From ‘Severance’ To Snubs, Breaking Down The 2025 Emmy Nominations
by Erin Whitten · Thought CatalogBy Erin Whitten
Updated 11 hours ago, July 16, 2025
The nominations for the 2025 Emmy Awards reveal a shift in what’s valued by the Television Academy. It seems the entertainment industry is leaving large franchise productions and traditional storytelling formulas behind. Fans are begging for anything that dares to deviate from the expected in tone, style, or content.
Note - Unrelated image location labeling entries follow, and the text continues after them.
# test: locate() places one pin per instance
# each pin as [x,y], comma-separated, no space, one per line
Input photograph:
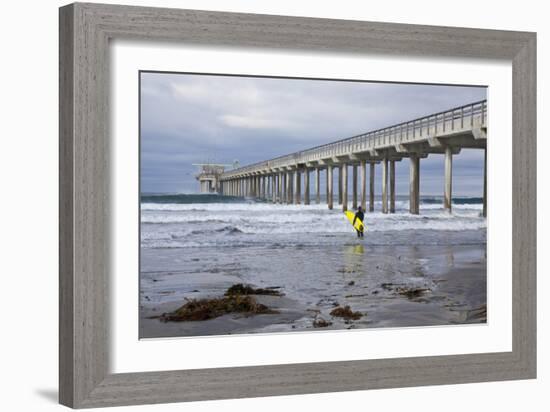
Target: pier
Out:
[279,180]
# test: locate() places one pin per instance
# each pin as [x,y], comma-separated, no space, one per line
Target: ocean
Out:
[196,246]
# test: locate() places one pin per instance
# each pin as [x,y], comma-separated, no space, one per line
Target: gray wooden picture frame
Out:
[85,31]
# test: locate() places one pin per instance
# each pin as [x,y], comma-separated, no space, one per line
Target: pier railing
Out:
[448,122]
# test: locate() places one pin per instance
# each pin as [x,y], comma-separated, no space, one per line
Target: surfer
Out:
[361,216]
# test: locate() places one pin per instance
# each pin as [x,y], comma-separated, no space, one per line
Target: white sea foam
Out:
[208,224]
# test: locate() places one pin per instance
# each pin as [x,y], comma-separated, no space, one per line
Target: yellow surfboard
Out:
[358,223]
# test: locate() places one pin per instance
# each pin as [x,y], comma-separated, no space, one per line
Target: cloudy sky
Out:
[188,119]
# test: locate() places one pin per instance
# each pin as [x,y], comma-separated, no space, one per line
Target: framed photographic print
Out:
[257,205]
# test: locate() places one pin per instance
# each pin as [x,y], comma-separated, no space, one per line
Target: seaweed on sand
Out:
[321,323]
[346,313]
[204,309]
[240,289]
[412,293]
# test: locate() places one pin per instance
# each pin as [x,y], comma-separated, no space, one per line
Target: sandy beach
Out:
[399,285]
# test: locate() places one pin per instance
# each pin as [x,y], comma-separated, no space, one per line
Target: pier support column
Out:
[392,186]
[485,184]
[447,198]
[289,197]
[354,188]
[344,171]
[414,185]
[363,167]
[274,188]
[297,188]
[317,185]
[329,186]
[340,185]
[306,186]
[371,188]
[385,185]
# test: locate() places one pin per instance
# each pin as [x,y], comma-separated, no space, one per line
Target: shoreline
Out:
[374,280]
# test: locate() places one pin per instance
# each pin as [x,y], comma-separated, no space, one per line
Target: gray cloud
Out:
[189,119]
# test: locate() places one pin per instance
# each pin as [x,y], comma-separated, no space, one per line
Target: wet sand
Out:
[378,281]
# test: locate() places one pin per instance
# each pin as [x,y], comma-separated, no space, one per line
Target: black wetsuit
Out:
[359,215]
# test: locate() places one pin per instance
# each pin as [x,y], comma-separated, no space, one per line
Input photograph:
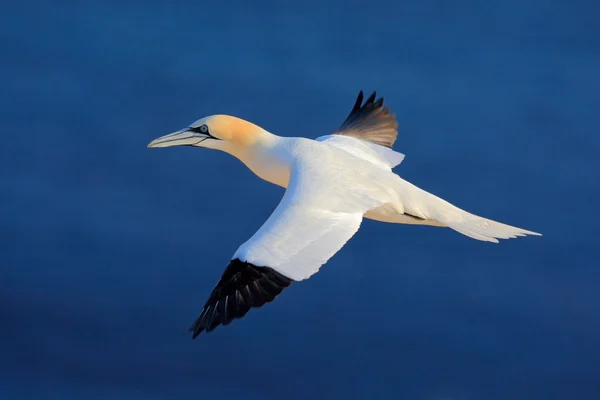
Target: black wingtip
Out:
[242,286]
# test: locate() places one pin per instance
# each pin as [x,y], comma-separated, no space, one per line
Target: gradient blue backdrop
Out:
[109,249]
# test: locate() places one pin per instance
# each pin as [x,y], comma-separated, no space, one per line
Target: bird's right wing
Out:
[369,132]
[370,122]
[319,212]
The 77th Primetime Emmy nominations underscore an obvious but important point, this year it was stories that embraced a sense of feeling, fresh voices and non-traditional storytelling that found favor over big franchises and flashy entertainment. Here’s a deep dive on some winners and notable snubs, before the September event.
‘Severance’ Takes It Home
Severance is this year’s most nominated show, with a total of 27 Emmy nominations. It has received nods in the four major categories (Outstanding Drama Series, acting, directing, and writing) in recognition of the high-quality work across the series as a whole. Severance had an outstanding year as it became a top-streamed show with over 9 billion minutes watched, surpassing Ted Lasso to become Apple TV+’s most-watched show ever while generating massive subscriber growth and sustaining weekly ranking success. Severance is unique for how it pulls together its eerie minimalist aesthetic with a contemporary existential sci-fi workplace thriller centered on memory, identity, and corporate control. The fans have became deeply absorbed in both the series’ sci-fi mysteries and the emotional and cinematic visuals which attracted many new fans to the series just this year. Severance has earned both critical acclaim and a dedicated fanbase which positions it beyond just an Emmy phenomenon and makes its success rewarding to those who love it.
‘The Studio’ Ties Records
In comedy, The Studio emerged as the season’s clear breakout, earning 23 nominations and tying the all-time freshman record set by The Bear. Created by Seth Rogen and Evan Goldberg, the Apple TV+ satire skewered modern-day Hollywood, while also managing to offer one of the most emotionally honest portraits of burnout in recent memory. Rogen, playing a thinly veiled version of himself (a creatively exhausted executive who has stayed far too long at the party of legacy media) earned his first Lead Actor nomination, anchoring a show that played the razor-thin line between caricature and catharsis. The directing style was focused yet limited and the writing displayed brutal elements while Kathryn Hahn and Catherine O’Hara showcased top comedic performances as supporting actors. The Academy gave recognition for acting nominations alongside editing, directing and casting work as well as multiple guest performances.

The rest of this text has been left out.